The White House has just produced a report that says no quantum leap will be made on the issue of gender unless there is a critical mass of women in any workplace.
If we want things to change we are going to have to get tough - at least a third of the army to be women, a third of submariners and a third of the Arsenal football team.
It was the Arsenal bit that brought a narrowing of their eyes. I held their gaze with a fixed stare. This was a crucial test of the feminist mothering of sons.
"Could work. We haven't won the trophy for five years. There are no English players. But they'd have to be fit."
"Of course, they'd be fit." I said. "This is Premier League football we are talking about. Women can do it."
"Fit, Mum. Good looking. Distract the other side, Mum. It could work."
Men can laugh. But underneath the badinage is a continuing truth that, despite all the gains, women are still not up there in the top jobs; one woman in the Supreme Court, a tiny number heading FTSE companies, a third of all boards totally male, four women in a government cabinet of 23 (although Gordon Brown's first Cabinet was little better on this front - with just five women and 17 men).
It is not a great story. Last week Chambers Directory gave awards to lawyers and barely a woman got a mention. There were yards of men in penguin suits and hardly a sequinned frock to be seen.
When I became President of the Women of the Year Lunch the grumblers all asked why such an event was necessary in 2010.
"What are you thinking about, Helena. All that is old hat." Really?
And the naysayers are not all men on this score. Some women too think the day has gone for celebrating women's achievements, though they are usually women who live and work in the comfort zones.
I have worked too long in law to think that everything has been done on equality for women.
The prevalence of domestic violence and the failure of the justice system on rape cases are testament to continuing problems here, but the fact that women continue to suffer most human rights abuses around the world - from honour killing to genital mutilation, from stoning to forced marriage, from abortion of the girl child to sexual violence and trafficking - tells us that there is still much to done.
When I was a young woman at the Bar, there were chambers with an unofficial policy that they just did not take women - women did not have what it took to stand up in court and argue coherently or cross-examine. Our brains were not suited to the kind of logical discipline that the law required.
Then there were those chambers that were cannier, whose leaders said: "Women? We are not against women. We've got one." Those were the days.
Women are now half the intake in most university courses, including law. They appear to be everywhere.
Yet women still do not follow through into the senior jobs. We keep being told it is just a matter of time and that evolution will solve the problem, as though, like fish growing feet, women will eventually develop into the kind of person who can wield power.
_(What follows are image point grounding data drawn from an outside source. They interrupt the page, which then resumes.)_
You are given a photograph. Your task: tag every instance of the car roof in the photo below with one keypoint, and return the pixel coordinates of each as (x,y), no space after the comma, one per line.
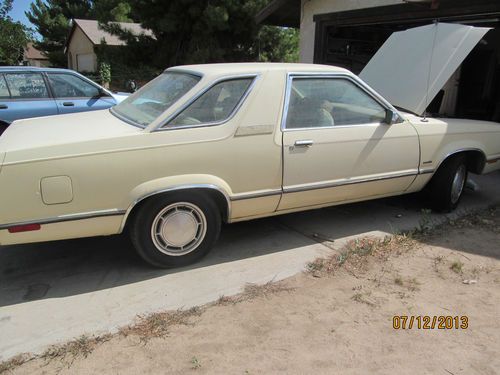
(32,69)
(244,68)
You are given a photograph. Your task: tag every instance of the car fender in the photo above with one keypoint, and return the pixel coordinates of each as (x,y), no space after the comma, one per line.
(431,163)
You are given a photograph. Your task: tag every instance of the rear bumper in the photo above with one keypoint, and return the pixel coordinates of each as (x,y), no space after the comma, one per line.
(97,226)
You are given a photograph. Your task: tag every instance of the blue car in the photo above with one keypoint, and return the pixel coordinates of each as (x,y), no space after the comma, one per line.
(34,92)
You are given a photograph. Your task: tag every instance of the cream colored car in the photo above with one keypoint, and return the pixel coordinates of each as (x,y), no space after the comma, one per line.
(202,145)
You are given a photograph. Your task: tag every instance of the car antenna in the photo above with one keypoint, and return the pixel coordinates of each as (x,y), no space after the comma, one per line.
(424,119)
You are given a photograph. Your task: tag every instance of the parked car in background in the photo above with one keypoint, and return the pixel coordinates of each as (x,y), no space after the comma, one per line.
(35,92)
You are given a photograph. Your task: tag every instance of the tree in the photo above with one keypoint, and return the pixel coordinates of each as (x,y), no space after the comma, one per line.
(278,44)
(52,20)
(205,31)
(14,36)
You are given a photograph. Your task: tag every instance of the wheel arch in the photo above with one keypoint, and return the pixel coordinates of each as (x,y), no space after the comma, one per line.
(475,159)
(218,194)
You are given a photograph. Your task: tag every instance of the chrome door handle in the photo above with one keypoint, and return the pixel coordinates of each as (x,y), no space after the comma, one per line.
(304,143)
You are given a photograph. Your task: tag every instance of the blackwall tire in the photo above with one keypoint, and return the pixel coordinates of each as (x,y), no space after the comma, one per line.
(175,230)
(447,185)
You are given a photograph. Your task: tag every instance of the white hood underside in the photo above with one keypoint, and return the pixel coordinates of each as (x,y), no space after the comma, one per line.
(413,65)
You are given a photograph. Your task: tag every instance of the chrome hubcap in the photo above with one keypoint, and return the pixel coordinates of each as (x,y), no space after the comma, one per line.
(458,184)
(179,229)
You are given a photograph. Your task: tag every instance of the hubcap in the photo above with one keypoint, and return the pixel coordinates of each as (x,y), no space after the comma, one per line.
(179,229)
(458,184)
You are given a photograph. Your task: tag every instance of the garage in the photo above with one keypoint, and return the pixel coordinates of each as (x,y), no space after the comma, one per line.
(334,33)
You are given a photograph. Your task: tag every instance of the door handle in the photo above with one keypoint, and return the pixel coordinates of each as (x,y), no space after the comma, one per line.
(304,143)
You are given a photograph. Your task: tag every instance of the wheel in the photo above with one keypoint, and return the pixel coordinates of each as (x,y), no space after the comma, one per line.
(175,230)
(447,185)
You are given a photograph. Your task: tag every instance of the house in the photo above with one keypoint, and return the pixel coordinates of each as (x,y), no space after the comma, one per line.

In most institutions, women have reached a plateau at around 18% in senior roles from the financial sector to the judiciary.
The interesting question now is why we are stuck. Usually it is a combination of factors around the inability of institutions to adapt and become more flexible to accommodate women's lives but it is also about the culture of organisations, exclusive networks which work to the disadvantage of women, and the failure of leading men to bring talented women on.
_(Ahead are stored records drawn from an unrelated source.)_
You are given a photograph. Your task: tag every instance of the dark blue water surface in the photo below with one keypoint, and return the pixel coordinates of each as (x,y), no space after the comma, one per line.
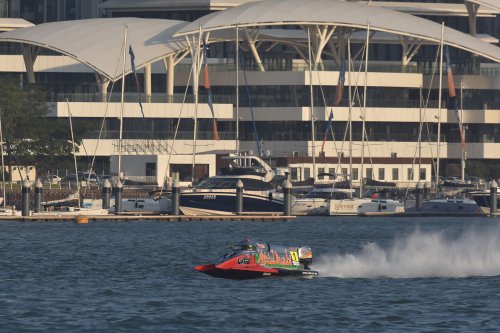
(394,274)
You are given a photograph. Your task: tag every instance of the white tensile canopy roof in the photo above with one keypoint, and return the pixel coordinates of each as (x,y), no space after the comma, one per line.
(338,13)
(98,42)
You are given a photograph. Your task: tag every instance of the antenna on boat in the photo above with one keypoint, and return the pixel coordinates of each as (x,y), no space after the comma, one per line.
(74,151)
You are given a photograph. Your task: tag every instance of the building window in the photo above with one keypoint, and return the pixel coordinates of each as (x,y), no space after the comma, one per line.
(423,174)
(410,173)
(307,173)
(381,174)
(320,171)
(355,175)
(395,174)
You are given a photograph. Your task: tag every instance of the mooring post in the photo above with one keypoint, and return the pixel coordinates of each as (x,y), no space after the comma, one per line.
(106,194)
(38,195)
(420,196)
(493,197)
(175,197)
(118,189)
(25,198)
(427,190)
(239,197)
(287,197)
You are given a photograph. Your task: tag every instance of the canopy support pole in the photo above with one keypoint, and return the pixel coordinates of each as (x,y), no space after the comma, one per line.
(30,53)
(147,82)
(255,53)
(102,83)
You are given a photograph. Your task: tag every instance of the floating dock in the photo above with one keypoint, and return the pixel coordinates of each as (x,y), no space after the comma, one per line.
(160,218)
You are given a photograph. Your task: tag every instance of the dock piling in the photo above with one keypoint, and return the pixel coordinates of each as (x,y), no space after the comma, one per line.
(25,198)
(493,197)
(239,197)
(287,197)
(38,195)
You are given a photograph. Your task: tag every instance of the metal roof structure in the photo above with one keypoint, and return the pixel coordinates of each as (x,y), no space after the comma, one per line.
(340,14)
(98,43)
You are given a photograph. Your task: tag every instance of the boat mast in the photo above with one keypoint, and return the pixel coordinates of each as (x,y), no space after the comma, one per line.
(74,151)
(237,69)
(195,56)
(363,116)
(350,109)
(3,166)
(463,127)
(122,106)
(439,109)
(312,105)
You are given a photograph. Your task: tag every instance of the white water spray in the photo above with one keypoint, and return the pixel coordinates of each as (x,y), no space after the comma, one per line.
(421,254)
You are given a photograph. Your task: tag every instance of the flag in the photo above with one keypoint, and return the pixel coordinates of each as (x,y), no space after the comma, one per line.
(206,84)
(452,97)
(132,64)
(328,126)
(340,85)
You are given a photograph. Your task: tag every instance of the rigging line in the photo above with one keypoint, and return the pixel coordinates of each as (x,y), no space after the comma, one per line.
(176,129)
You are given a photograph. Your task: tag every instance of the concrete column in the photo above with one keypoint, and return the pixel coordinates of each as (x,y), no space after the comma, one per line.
(147,82)
(106,194)
(239,197)
(175,197)
(493,197)
(170,69)
(420,196)
(38,195)
(25,198)
(118,190)
(287,197)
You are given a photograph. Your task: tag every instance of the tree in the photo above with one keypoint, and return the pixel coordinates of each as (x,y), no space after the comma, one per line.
(29,136)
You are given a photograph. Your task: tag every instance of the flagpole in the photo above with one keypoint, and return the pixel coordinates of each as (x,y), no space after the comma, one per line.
(122,105)
(237,69)
(439,109)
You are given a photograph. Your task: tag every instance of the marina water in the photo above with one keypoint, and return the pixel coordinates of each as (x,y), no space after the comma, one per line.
(392,274)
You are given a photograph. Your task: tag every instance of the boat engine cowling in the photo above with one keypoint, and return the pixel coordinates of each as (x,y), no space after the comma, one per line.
(305,256)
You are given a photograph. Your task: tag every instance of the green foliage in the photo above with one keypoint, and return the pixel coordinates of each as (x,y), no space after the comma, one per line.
(30,137)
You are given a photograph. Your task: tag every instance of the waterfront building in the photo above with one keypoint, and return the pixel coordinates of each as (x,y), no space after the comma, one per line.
(275,89)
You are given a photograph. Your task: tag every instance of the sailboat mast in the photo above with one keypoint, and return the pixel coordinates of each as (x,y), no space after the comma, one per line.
(237,69)
(439,108)
(3,165)
(462,127)
(195,55)
(363,116)
(74,151)
(350,109)
(313,132)
(122,106)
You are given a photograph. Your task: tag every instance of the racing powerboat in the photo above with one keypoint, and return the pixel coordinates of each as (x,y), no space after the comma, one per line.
(250,259)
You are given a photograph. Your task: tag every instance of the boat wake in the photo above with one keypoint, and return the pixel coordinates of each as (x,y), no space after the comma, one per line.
(420,255)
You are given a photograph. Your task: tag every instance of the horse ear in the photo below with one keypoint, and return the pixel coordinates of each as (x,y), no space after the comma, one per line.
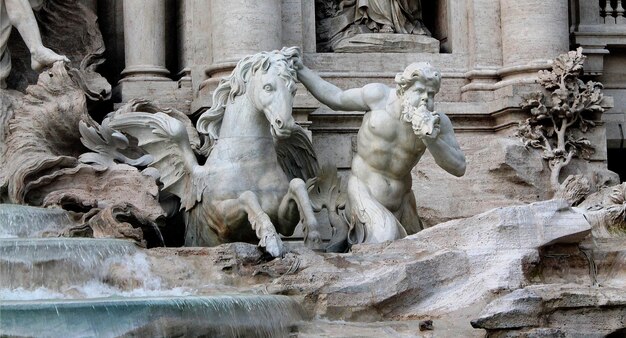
(292,53)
I always remember a woman friend, who was a Conservative politician, very astutely noticing that men did not "talk up" young women in the way they did young men.
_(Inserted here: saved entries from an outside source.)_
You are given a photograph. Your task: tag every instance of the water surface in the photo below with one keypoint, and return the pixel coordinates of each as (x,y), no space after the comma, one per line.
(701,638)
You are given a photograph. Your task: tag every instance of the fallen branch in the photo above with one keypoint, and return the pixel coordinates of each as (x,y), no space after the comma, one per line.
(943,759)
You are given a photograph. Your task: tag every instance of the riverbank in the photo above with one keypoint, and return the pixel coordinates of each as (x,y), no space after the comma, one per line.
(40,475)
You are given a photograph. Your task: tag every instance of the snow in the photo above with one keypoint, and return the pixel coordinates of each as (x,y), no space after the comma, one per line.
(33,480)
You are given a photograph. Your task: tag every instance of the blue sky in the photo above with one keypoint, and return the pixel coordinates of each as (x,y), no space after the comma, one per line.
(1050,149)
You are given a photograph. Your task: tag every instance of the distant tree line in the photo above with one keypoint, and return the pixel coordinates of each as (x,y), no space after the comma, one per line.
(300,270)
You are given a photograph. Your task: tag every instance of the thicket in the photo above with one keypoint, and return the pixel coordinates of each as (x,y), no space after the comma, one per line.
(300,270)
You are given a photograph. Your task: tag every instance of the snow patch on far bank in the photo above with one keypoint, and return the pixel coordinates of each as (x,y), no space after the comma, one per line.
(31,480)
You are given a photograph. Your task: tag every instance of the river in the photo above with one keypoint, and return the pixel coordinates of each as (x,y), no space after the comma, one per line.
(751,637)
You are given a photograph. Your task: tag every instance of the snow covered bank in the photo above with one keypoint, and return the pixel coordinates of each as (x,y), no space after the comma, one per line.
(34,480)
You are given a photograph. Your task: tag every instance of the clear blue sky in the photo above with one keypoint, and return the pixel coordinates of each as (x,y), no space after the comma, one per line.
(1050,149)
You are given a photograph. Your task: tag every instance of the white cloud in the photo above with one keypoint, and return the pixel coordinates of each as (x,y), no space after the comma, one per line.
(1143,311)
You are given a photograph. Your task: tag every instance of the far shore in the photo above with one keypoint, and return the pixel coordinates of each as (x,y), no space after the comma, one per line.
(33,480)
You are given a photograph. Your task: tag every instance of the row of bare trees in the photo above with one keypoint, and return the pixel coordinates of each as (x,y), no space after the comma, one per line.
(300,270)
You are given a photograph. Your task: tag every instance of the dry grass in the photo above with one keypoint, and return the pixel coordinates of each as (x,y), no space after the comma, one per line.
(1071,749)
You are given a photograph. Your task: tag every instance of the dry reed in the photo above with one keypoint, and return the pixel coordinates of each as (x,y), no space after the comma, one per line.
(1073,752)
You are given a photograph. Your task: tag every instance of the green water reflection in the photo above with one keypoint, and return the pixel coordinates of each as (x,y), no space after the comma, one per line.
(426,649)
It is partly that we tend to choose as our protegees people in whom we see our younger selves. There is a self-perpetuating tendency in all institutions for this reason which leads to their replication in the old order.
I had the good fortune of being mentored by some wonderful men who gave me opportunities and advice throughout my career but not all women have such good luck. The challenge is for men to break the old patterns in a conscious way.
The Women of the Year Lunch is an opportunity to celebrate women. Some have high profile but most do great things below the radar.
They have broken barriers and broken records, struggled against the odds and survived, created projects to improve our world and left us breathless with wonder.
What's to sneer at? Measuring achievement is a way of taking stock, paying tribute and sending out signals to all women that women are continuing to move on.
We have to keep doing that - out and proud of the contribution women make. And there is nothing po-faced about this event. Boy, do we laugh. But without the boys.